Friday, April 10, 2009

Its All About Affordability

Good Afternoon Everyone!

I just wanted to discuss a couple of things today real quick. I found a great article in the USA Today around the housing crisis.

This article does a great job breaking down the housing bubble. Basically 1 in 9 homes in the USA are now sitting vacant.

Here is the money quote from the piece:

"Sales of existing homes rose 5.1% to 4.72 million from January to February — the largest sales jump since July 2003, the National Association of Realtors reports.

The surprising increase was driven by buyers taking advantage of big discounts on foreclosed homes. The median sale price was $165,400, down 15.5% from a year earlier and down 28% from their peak in July 2006."

My Take:

Its all about affordability folks. I have been preaching this for over a year now. The bounce in home sales that was seen in February was based on one simple formula: AFFORDABLE HOUSING. The median sales price was $165,000!

Homes priced at this level will find buyers because its well within the affordability of the average family when you look at the average household income in the US:




A good rule of thumb is that you should buy a house that's about 3 times what you earn. 3-1 debt to income on a house is the mean that we have seen in this country for decades until the housing insanity that hit earlier this decade.

As you can see above, the average household income is around 50k. So Americans in general should pay around $150k for a house. The median price for the home sales in February was 165k. HELLLOOO!!!!! Anyone see a trend here?

When Americans can find something within their affordability range they buy it. Just as importantly, the banks and their tighter lending standards will do loans at 3 times income because they are confident they will actually be paid back.

This is not rocket science people!

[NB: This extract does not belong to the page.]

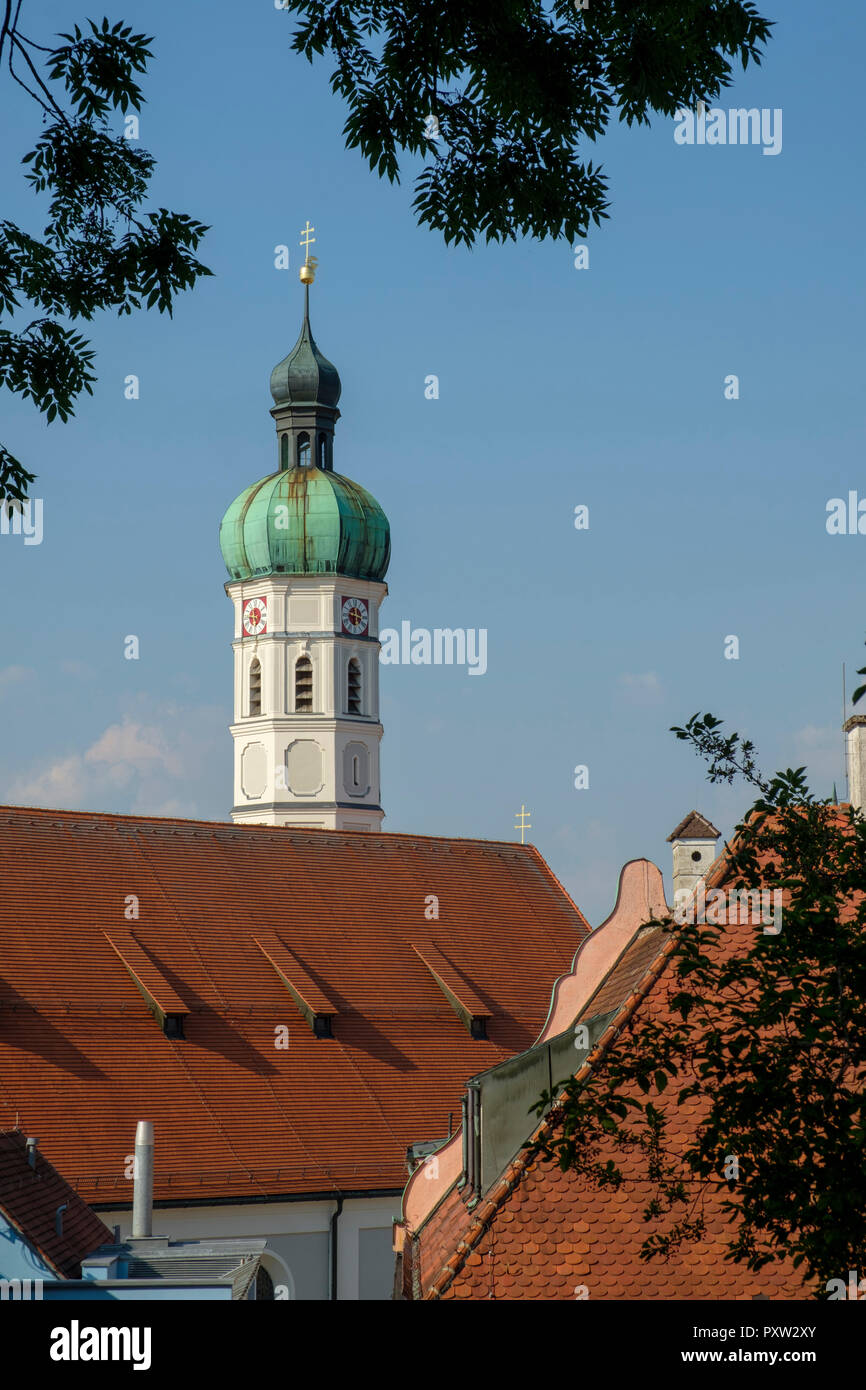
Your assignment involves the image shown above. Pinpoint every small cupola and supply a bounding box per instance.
[667,810,721,905]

This is why I get so infuriated when I watch Wall St. and Washington continue to try and prop up home prices by doing more bad loans at unsustainable artificially low lending rates.

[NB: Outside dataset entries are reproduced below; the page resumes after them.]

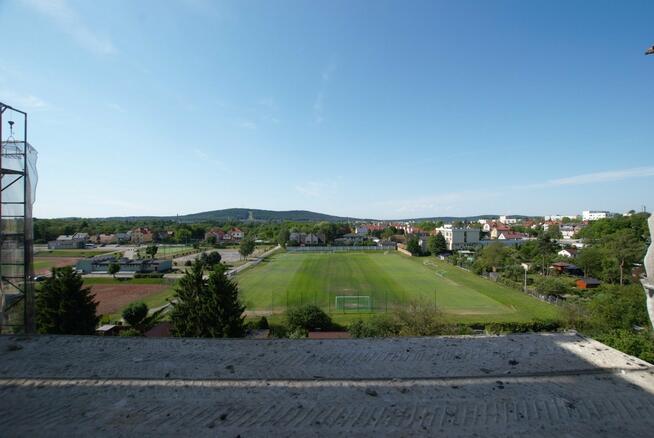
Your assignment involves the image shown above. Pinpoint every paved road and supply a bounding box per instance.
[0,334,654,437]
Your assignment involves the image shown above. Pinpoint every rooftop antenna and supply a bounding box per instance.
[7,120,16,141]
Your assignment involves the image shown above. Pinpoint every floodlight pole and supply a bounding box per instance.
[640,46,654,327]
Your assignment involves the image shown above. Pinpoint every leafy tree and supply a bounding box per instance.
[406,235,421,256]
[576,246,604,277]
[238,236,255,258]
[277,227,291,248]
[145,245,159,259]
[588,285,649,330]
[286,304,332,331]
[200,251,222,269]
[536,234,558,275]
[475,242,510,272]
[502,264,525,282]
[36,266,99,335]
[536,276,572,297]
[381,226,397,240]
[107,261,120,278]
[427,233,447,256]
[547,224,563,239]
[170,261,245,338]
[175,228,193,243]
[122,302,166,334]
[605,228,645,285]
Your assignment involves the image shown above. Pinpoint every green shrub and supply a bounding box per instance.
[122,301,148,327]
[485,320,561,334]
[348,315,401,338]
[286,304,332,332]
[395,303,443,336]
[134,272,164,278]
[256,316,270,330]
[287,328,309,339]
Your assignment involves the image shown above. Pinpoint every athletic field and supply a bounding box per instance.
[236,252,558,322]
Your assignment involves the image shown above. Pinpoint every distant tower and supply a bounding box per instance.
[0,102,38,333]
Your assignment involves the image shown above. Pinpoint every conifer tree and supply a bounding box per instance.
[36,266,99,335]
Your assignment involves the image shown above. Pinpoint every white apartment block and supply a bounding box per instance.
[545,214,579,222]
[581,210,613,221]
[436,225,480,251]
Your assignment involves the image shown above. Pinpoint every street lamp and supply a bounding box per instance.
[520,263,529,293]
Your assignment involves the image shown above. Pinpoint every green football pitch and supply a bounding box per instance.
[236,252,558,322]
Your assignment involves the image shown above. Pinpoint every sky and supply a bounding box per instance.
[0,0,654,219]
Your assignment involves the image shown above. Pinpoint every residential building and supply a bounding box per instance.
[499,216,518,225]
[491,222,511,239]
[225,227,245,241]
[204,228,225,242]
[544,214,578,222]
[130,227,154,244]
[576,277,602,289]
[497,231,529,240]
[581,210,613,221]
[116,232,132,243]
[288,231,324,245]
[557,247,577,259]
[436,225,480,251]
[75,256,173,274]
[48,233,89,249]
[97,234,116,245]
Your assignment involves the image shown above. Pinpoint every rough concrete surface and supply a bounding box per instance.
[0,333,654,438]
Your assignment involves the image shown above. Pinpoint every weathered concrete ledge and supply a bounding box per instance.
[0,333,654,436]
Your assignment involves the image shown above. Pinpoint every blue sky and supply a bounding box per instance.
[0,0,654,218]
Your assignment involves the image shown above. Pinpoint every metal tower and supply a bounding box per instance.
[0,102,36,333]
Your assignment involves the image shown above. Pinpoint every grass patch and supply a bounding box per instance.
[236,252,559,324]
[34,249,116,258]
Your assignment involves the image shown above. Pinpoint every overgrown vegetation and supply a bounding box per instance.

America sent a message in February: Give us affordable housing and we will buy it!!!!

The problem we have here is most of the McMansions in America in the hot markets are priced at 400-500k. Most of these houses are not going to move until they are sliced in half or more depending on the market. Look at the math above folks. It says it all. There is plenty of demand for housing homes are priced at proper debt to income ratio's.

Home prices only got this expensive with exotic lending products that no longer exist. These prices must be adjusted because housing is never coming back to where it was! The banks keep praying that it does but its not gonna happen folks.

This means trillions in losses for our financial system(Ooops! I mean the American taxpayer) as millions continue to get foreclosed on and sold huge losses, and new home sales are forced to be given away at a 50% haircut.

March Tax Receipts Plummet 28%

I'll end with this little tidbit. Take a look at the Treasury tax data for March. Revenues are down 28% as a result of this economic collapse.

Anyone care to explain to me how we can afford to spend $11 trillion in bailouts at a time when are our tax receipts are off by about a third? Can you say nightmare?

Keep spending Washington DC. Bankruptcy is right around the corner.


2 comments:

opportunistic said...

Transparency? Not yet.

http://www.bloomberg.com/apps/news?pid=20601087&sid=aEX9sBcofMYY&refer=home

Jeff said...

Oppor

Yup

They still continue to keep us in the dark because they know the stress tests area joke.

I can't wait until the banks earnings conference calls start and these analysts start punding away at the bank CEO's wanting to know about how they did on the stress test.

It may be time to short the known weak players that have really moved higher in the last few weeks.

You know that the top firms are going to leak stuff out if they are in decent shape. The weaker players that can't say the same things could get pounded.